Chinese lenders are imposing even more stringent collateral requirements on low-income country borrowers than previously known as they seek to hedge risks from their extensive overseas development finance programme.

Under a $200mn loan from China Eximbank for the expansion and modernisation of Entebbe airport, the Ugandan government is required to channel all revenue from the country’s only international airport into an escrow account, according to the contract obtained by AidData, a US-based research lab.

The document highlights a long-running controversy over the loan to Uganda’s government, which damaged its relationship with the bank.

Although Chinese creditors have required sovereign borrowers to place revenue from the project in escrow as a repayment security more frequently than other development lenders, the Entebbe agreement goes further.

“The sales collection account shall be used to collect the revenues of Entebbe International Airport [including but not limited to revenues generated from the project)],” it stipulates.

“This is more aggressive than what we have previously seen,” said Bradley Parks, executive director at AidData. “[They are] taking all the revenues from the underlying public infrastructure asset. That’s a pretty intrusive condition to impose on a sovereign borrower.”

Almost 30 per cent of 100 Chinese loans examined in an AidData study last year used collateral mechanisms such as sales collection accounts, and 70 per cent of those required borrowers to deposit all project revenues into escrow.

One loan, for building water supplies in Benin, demanded revenue collection not just from the project but from the underlying infrastructure asset. It was different to the Ugandan case in that the contract called for the deposit of just part of those revenues in escrow.
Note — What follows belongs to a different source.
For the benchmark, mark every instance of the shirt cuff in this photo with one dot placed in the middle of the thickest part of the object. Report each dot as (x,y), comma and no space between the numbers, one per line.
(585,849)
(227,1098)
Some analysts downplayed the controversy. “The Chinese funded a new terminal building, expanded runways, and new cargo and fuel depots,” said Deborah Brautigam, a professor at Johns Hopkins University who researches Chinese economic engagement in Africa.

“It would be very difficult to separate income generated by the project’s new and improved assets from other income, and this would forestall any quibbling about what income should go into the escrow account.”

Pointing to a project backed by the US Agency for International Development where the Liberian government hired international financial controllers with cosignatory authority, she called the Entebbe case “pretty mild” in terms of intrusions into sovereignty.

But Nicholas Opiyo, a Ugandan civil rights lawyer, said the requirement to funnel revenue into an account overseen by China Eximbank was onerous. “From the lender’s side that’s a pretty good deal: it guarantees the value of your loan,” he said. Parliament, he added, did not have proper oversight either.

Experts believe the debate, which drove Uganda to try to renegotiate the agreement, arose because it mixed concessional and commercial elements.

“This is an example of government-to-government borrowing which is designed in largely commercial terms,” said Vijay Bhalaki, co-founder of Athena Infonomics, a development consultancy. He called the revenue collection clause “extraordinary but not unwarranted”.

While the 2 per cent interest rate and seven-year grace period suggest part of the deal is a concessional loan, other parts, such as the collateral mechanism, management and commitment fees and requirements to use Chinese contractors, are “akin to a commercial structure”, Bhalaki said.

China Eximbank did not respond to a request for comment.